The virtual seminar will be held from 12:30 to 2:00 p.m. (E.T.)
The Shinkolobwe mine in the Belgian Congo provided two-thirds of the uranium for the US Manhattan Project that built the first nuclear weapons. Today, the rich uranium deposits in the Democratic Republic of Congo are officially off-limits for mining activity. But a different and indirect pathway for uranium exports from the country may have been opened by its booming cobalt mining industry. This presentation will use geologic and chemical models of how uranium and cobalt co-occur in ores to sketch this understudied uranium resource pathway from the Democratic Republic of Congo. It will use cobalt trade data to show that thousands of tons of uranium may already have been exported and are outside standard international uranium accountancy measures used for nonproliferation analysis.

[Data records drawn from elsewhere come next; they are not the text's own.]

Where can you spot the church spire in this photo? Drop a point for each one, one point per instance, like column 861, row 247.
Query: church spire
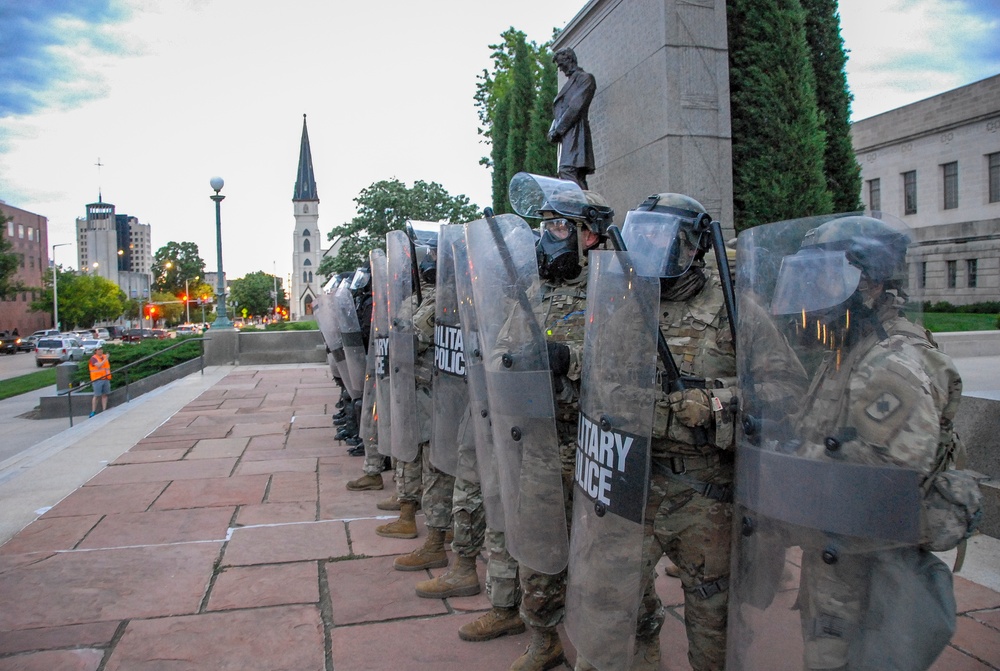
column 305, row 180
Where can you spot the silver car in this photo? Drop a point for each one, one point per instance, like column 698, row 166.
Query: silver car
column 56, row 350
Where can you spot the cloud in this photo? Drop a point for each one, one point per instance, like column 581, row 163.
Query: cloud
column 48, row 51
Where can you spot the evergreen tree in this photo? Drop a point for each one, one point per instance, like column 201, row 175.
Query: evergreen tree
column 778, row 144
column 843, row 174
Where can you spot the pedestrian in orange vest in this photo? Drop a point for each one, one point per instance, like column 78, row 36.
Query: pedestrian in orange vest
column 100, row 375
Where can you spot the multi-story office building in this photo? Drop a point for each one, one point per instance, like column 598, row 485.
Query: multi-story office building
column 935, row 164
column 117, row 247
column 28, row 234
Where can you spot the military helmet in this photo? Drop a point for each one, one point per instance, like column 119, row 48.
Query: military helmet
column 870, row 244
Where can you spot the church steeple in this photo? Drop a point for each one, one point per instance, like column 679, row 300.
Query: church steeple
column 305, row 180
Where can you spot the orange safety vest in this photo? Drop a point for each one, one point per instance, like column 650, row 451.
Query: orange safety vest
column 100, row 367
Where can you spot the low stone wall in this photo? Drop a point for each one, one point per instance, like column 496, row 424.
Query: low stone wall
column 257, row 348
column 51, row 407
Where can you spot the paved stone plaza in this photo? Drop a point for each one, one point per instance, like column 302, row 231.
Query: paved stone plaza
column 225, row 539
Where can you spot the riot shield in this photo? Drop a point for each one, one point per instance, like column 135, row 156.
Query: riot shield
column 353, row 341
column 402, row 339
column 617, row 399
column 379, row 343
column 819, row 509
column 519, row 386
column 450, row 391
column 479, row 416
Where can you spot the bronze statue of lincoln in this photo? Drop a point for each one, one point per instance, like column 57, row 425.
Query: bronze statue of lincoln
column 570, row 127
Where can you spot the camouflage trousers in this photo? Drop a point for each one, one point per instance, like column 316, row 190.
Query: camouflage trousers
column 469, row 518
column 438, row 489
column 543, row 596
column 408, row 477
column 502, row 586
column 694, row 531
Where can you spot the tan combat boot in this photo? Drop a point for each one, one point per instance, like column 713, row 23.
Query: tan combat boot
column 647, row 654
column 366, row 482
column 391, row 503
column 429, row 555
column 405, row 526
column 460, row 580
column 495, row 623
column 544, row 651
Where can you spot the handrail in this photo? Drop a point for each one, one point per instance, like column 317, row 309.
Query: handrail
column 68, row 393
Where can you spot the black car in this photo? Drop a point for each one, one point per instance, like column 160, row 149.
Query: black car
column 9, row 344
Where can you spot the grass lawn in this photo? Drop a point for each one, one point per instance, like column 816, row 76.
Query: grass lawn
column 939, row 322
column 25, row 383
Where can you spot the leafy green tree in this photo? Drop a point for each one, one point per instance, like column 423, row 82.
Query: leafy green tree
column 175, row 262
column 253, row 292
column 829, row 60
column 10, row 262
column 84, row 299
column 386, row 206
column 778, row 143
column 512, row 119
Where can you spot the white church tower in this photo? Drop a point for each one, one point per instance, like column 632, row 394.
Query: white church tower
column 307, row 250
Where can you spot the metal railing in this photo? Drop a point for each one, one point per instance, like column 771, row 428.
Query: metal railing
column 68, row 393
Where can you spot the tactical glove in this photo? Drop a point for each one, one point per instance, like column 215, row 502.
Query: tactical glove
column 692, row 407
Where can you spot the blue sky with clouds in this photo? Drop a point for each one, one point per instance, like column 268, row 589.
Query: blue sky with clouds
column 169, row 93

About the speaker: Ryan Manzuk is a Postdoctoral Research Associate in the Program on Science and Global Security, co-appointed at the University of Wisconsin-Madison. Prior to joining SGS, he received his PhD in 2024 from the Princeton University Department of Geosciences. While sedimentary geology was the main focus of Ryan's doctoral thesis, his graduate research also included applications of novel remote sensing techniques for conflict understanding, conducted in partnership with SITU Studio in Brooklyn, NY. Ryan holds a bachelor's degree from the University of Chicago, and spent two years following graduation as a Peace Corps Volunteer in Guinea, West Africa, working on sustainable and climate-adaptive agricultural solutions.